Lt. Robert S. Nichols, MC USNR, was killed in action in the So. Pacific. After graduating from the University of Pennsylvania, he interned at the University Hospital there and went on active duty on November 14, 1944. On November 26, four days after Carol Sue was born, he was ordered to San Francisco to join his. APA and shortly thereafter shipped out. He was ashore with an amphibious unit at the time of his death, and was killed by a Jap sniper._ He is survived by his wife, Roxie Tanzi, and his parents, Mr. and Mrs. Chauncey Nichols of Watkins Glen, New York. He was a young man of exemplary character and unusual professional promise, and his loss is heartfelt by all of us.
Lt Willard W. Wilson, MC about to go overseas with the Canadian Army, has been transferred to duty as a medical officer at a German prisoner of war camp near Medicine Hat, Alberta. 1943 Lt. James W. Robinson, MC USNR, who is interning at the Pennsylvania Hospital, says that he attended Tyson's wedding at Elkins Park and saw Magee, Chandler and Costello. He says also that he believes Smitty was married that same week, but I shall assume that is only a rumor, as long as there seems to be some doubt about it in his mind.
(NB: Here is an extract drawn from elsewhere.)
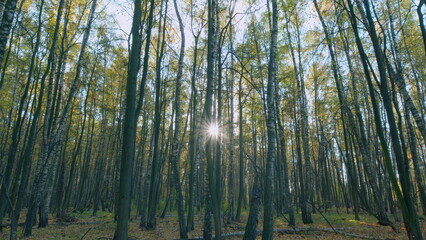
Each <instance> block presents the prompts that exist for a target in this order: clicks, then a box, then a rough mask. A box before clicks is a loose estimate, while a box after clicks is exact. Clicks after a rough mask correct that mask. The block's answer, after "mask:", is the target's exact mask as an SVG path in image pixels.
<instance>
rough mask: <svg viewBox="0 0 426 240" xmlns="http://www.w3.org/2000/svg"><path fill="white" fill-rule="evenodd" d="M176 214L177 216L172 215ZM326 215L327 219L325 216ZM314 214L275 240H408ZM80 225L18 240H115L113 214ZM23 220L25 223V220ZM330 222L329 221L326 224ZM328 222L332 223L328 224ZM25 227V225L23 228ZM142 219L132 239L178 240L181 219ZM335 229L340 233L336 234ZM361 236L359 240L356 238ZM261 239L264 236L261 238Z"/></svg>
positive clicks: (355, 224)
mask: <svg viewBox="0 0 426 240" xmlns="http://www.w3.org/2000/svg"><path fill="white" fill-rule="evenodd" d="M172 214H173V213H172ZM322 215H323V216H322ZM322 215H321V214H319V213H316V214H313V220H314V224H309V225H305V224H303V223H302V219H301V216H300V215H299V214H297V215H296V226H295V227H294V228H291V227H289V226H287V224H286V221H285V220H284V219H283V218H276V219H275V225H274V228H275V229H286V230H288V231H284V232H283V231H281V232H277V233H275V236H274V239H333V240H336V239H363V237H366V238H364V239H383V240H385V239H386V240H390V239H395V240H396V239H407V236H406V234H405V229H404V226H403V224H402V223H401V222H396V223H395V226H396V228H397V229H398V231H399V232H395V231H393V230H392V229H391V228H390V227H385V226H380V225H378V224H377V221H376V219H375V218H373V217H371V216H368V215H365V214H361V215H360V218H361V219H360V221H355V220H354V217H353V215H352V214H347V213H346V212H342V211H339V213H337V212H336V211H333V212H327V213H323V214H322ZM72 216H73V217H74V218H75V220H76V221H74V222H61V221H60V220H58V219H55V218H54V217H53V216H52V217H51V219H52V220H51V222H50V225H49V226H48V227H46V228H36V227H35V228H34V229H33V235H32V237H29V238H23V237H20V236H21V233H22V226H20V227H19V228H18V234H19V237H18V239H25V240H32V239H62V240H89V239H93V240H96V239H97V240H108V239H112V237H113V234H114V229H115V223H114V222H113V221H112V219H113V215H112V214H111V213H109V212H98V214H97V216H91V212H83V213H72ZM22 219H25V218H24V216H22V218H21V221H23V220H22ZM242 219H243V221H241V222H235V223H231V224H226V225H223V226H222V232H223V233H224V234H226V233H239V232H240V233H243V232H244V227H245V220H246V215H243V218H242ZM325 219H327V220H325ZM327 221H328V222H329V223H330V224H329V223H327ZM202 223H203V220H202V215H200V216H197V217H196V221H195V225H196V226H195V230H194V231H192V232H190V233H189V237H190V238H195V237H201V236H202V235H203V234H202V228H203V227H202ZM20 225H21V224H20ZM138 225H139V221H138V219H134V220H132V221H131V222H130V224H129V238H131V239H135V240H136V239H178V238H179V226H178V220H177V216H175V215H171V216H166V217H165V218H163V219H161V218H158V219H157V229H156V230H152V231H147V230H141V229H140V228H139V227H138ZM330 225H331V226H330ZM421 225H422V229H423V234H424V236H426V221H425V219H422V220H421ZM258 228H259V229H261V228H262V221H261V220H260V221H259V226H258ZM333 228H334V229H335V230H336V231H337V232H338V233H336V232H334V230H333ZM9 230H10V229H9V227H6V228H3V231H2V232H0V239H2V240H3V239H4V240H6V239H9ZM356 236H358V237H356ZM226 239H232V240H234V239H242V235H240V236H233V237H227V238H226ZM258 239H260V236H258Z"/></svg>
Midshipman William E. and Ann Schumacher have announced the birth on March 30 of John Deming, 7 lbs. 14 oz. He wears his hunting and fishing license pinned onto his diaper to protect him from too much feminine influence while his father is at school all day. 1944 Pfc. William R. Brewster Jr., is engaged to Harriet O. Bullitt of Seattle. She graduated from Chatham Hall in Virginia, began her college course at the University of Washington and is now at Bennington College.
Pfc. Carl F. Koenig, AUS, has been sailing to and from Scotland on Cunard-White Star Liners, which have been serving as troop transports and hospital ships.
Corporal John F. Gile Jr., is on duty with a very busy general hospital somewhere in the ETO. 1943 Pfc. Peter Beck and Pfc. John M. Van Buren on interim duty at Halloran General Hospital before beginning the third year at Columbia, have been given some sort of physical exam which they did not pass, and have been told that all those who failed to pass will be sent to a technicians' replacement center somewhere in Missouri. It seems that medical students now must have combat officers' visual acuity.
Fletcher McDowell is studying neuropathology at the University of Colorado and investment analysis at the School of Commerce at Denver University. Every time the correlation between the two gets too close, he goes fishing with Peter Habein.